ソロは名手バリー・タックウェルだが完全にホルンコンチェルトと化している。
正直なところこの曲はトランペットソロで聴きたい。
第3番第2楽章はヴァイオリンと通奏低音のためにト長調のソナタBWV1021を使用。
ここでのヴァイオリンのアイオナ・ブラウンとダートのチェンバロの物悲しいデュオが心を打つ。
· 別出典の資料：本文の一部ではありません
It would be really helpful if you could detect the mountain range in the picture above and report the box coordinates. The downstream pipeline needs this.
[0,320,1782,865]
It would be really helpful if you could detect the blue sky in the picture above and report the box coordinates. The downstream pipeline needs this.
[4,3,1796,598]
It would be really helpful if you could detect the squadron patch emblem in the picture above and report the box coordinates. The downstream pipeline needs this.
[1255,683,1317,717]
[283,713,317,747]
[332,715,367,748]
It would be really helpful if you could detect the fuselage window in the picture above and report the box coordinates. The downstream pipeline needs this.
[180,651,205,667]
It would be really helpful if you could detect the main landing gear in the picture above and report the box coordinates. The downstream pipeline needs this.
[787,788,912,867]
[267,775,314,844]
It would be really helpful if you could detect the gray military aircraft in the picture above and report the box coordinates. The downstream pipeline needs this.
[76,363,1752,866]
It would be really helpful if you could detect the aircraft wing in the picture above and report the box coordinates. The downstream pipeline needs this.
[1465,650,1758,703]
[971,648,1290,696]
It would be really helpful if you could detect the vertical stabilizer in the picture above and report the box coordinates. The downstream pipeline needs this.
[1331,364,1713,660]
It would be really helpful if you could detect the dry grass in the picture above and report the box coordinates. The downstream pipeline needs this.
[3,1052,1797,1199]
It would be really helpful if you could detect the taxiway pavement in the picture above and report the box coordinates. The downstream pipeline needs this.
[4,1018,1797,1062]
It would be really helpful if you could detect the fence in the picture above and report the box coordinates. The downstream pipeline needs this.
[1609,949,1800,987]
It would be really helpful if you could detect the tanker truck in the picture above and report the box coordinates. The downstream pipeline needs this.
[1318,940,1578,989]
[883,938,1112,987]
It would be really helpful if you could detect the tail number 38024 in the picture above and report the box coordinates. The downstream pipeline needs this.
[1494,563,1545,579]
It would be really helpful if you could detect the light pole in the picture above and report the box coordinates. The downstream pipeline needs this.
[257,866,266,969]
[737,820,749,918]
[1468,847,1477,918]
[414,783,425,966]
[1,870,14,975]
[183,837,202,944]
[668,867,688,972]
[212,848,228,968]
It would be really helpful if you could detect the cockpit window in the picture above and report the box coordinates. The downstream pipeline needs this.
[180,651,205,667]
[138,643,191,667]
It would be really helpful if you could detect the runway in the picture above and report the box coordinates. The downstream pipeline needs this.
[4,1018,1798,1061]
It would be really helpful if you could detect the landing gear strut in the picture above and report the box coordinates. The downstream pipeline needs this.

第4番は通常よりも1オクターヴ高いソプラニーノリコーダーを使用。
本来はフラジョネットという楽器のために書かれたがソプラニーノリコーダーではチープな響きだ。
第5番の長大なチェンバロソロはかなり短め。
ダートはこの録音中に病に倒れ、収録直後の3月6日に49歳の若さで他界することに。
したがってダートが参加しているのは第2番、第3番、第4番の一部のみ。
残りはレイモンド・レッパードとコリン・ジェルニー、フィリップ・レジャー、ジョージ・マルコムが替わってチェンバロを弾いている。
通常ならば取り直しをするところだが、不完全ながらダートの演奏を残したのはこの全曲録音に当たってダートの存在があまりにも大きかったからだろう。
この日本盤全曲LPにはネヴィル・マリナーのダートへの追悼文が掲載されている。
そこにはダートの全面的な協力の下に史上初のオリジナル版によるブランデンブルク協奏曲の録音に望みながら、志半ばで倒れたダートへのマリナーの大きな悲嘆が赤裸々に書かれている。
なお日本語解説は大御所吉田秀和氏。
演奏全体としては名人を集めた割には散漫な印象だ。
やはりキーパーソンのダートが抜けた穴は大きい。